Неводим. Чироня столкнул в реку погонку — маленькую, собранную из тесовых березовых досок лодчонку, приладил к одному крылу невода речник — крепкую плетеную веревку, захлестнул ее узлом под поперечницу, сложил сеть на корме и, приладив береговик, передал его мне.
— Пойдешь берегом, когда скажу, — и оттолкнулся шестом, выгоняя лодчонку на стрежень.
Заструился, мягко заскользил в реку невод. Чироня, ловко орудуя шестом, плавит лодку к противоположному берегу.
Вот и последний виток невода канул в воду. Речник натянулся. Пружинисто выгнулся анавун[12]. Чироня выправил нос лодки по течению, напрягся и толчками погнал ее, увлекая за собой невод.
— Трогай! — крикнул он. — Не поспешай, не поспешай. Валко ходи.
Я захватил береговик правой рукой, перекинул конец его в левую, пропустив крученую колкую бечеву за спину по плечам, и медленно, валко, чуть отваливаясь, вспять от реки, пошел по галечнику.
— Страшай! Страшай! — командует Чироня.
Это значит, что надо, чуть ослабив натяжку бечевы, шлепать береговиком по воде.

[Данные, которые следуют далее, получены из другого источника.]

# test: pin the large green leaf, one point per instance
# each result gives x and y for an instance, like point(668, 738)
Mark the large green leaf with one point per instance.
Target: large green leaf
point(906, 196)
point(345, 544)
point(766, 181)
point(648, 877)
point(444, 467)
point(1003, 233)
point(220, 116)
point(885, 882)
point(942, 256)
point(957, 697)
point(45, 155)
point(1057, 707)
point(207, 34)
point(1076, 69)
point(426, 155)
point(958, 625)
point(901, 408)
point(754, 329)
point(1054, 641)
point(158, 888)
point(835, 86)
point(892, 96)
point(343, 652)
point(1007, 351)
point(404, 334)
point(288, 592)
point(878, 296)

За три тони взяли мешка четыре рыбы — крупные сиги, язь, травянка, хариус — громадного, в добрую полутораметровую колодину тайменя и еще всякой разной рыбы.
Я распалился, готов неводить еще и еще.
— Будя, — говорит Чироня. — Ежли бы ее сдать можно было, тады да. А так куда ее? Собакам на корм.
— А разве не заготовляют рыбу?
— Не. Ране заготовляли. А сейчас не, с тем, что на земле-то, не управляемся. Раньше солили, вялили, в город отправляли. Это при колхозе. А нынче всем все без антиресу.
Начало смеркаться. Чироня разжег небольшой костерок, настругал гладких палочек. Насадил на них, отобрав, рыбу, что помельче. Обрядил струганками костер.
— Сама скусна рыбка, что на рожне исделана.
Выледился в небе тоненький серпик народившегося месяца, закачался в реке, чуть размытый туманом. Чироня прислушался.
— Петр Владимирович, однако, идет.
Сверху доносились плеск и глухие удары шеста. Берестянка, белея высоким загнутым носом и бортом, ходко шла по стрежню. Петр Владимирович стоял в полный рост, охаживая реку то слева, то справа от лодки длинным шестом. Он был еще хорошо виден в сумеречном, синеватом полусвете. Собранные под тесьму волосы чуть растрепались за плечами, чуткое лицо чеканно застыло в сосредоточенном внимании; да и весь он будто рублен из одного кряжа, только руки работают, движутся легко, будто без усилий.
Тайга, синющая, почти черная, глыбь ельников по ту сторону реки, серпик месяца, вода, прибранная белой дымкой тумана, лиловый отблеск костра на ней и Человек с шестом в руке, на маленькой лодчонке… Так вот через столетия, через века вечные в беспредельность.
Вспомнился «Гонец» Рериха, и что-то еще шевельнулось памятью, не мною виденное, предками, чья кровь неслышно бежит в моих венах, колотится в сердце, будит забытое.
Берестянка Петра Владимировича, мягко прошелестев по борту нашей лодчонки, пристала к берегу. Петр Владимирович, легко выпрыгнув, вынес ее на галечник и пошел к нашему костру. Полноте! Слепой ли он?..
— …Я, паря, много земли истоптал.
Отсвет костра шарит по лицу Петра Владимировича, по недвижно открытым глазам. Он не щурится, не моргает голыми, в морщинистую сборочку веками. Сидит, подставив теплу и дыму сухое лицо, сосет трубочку.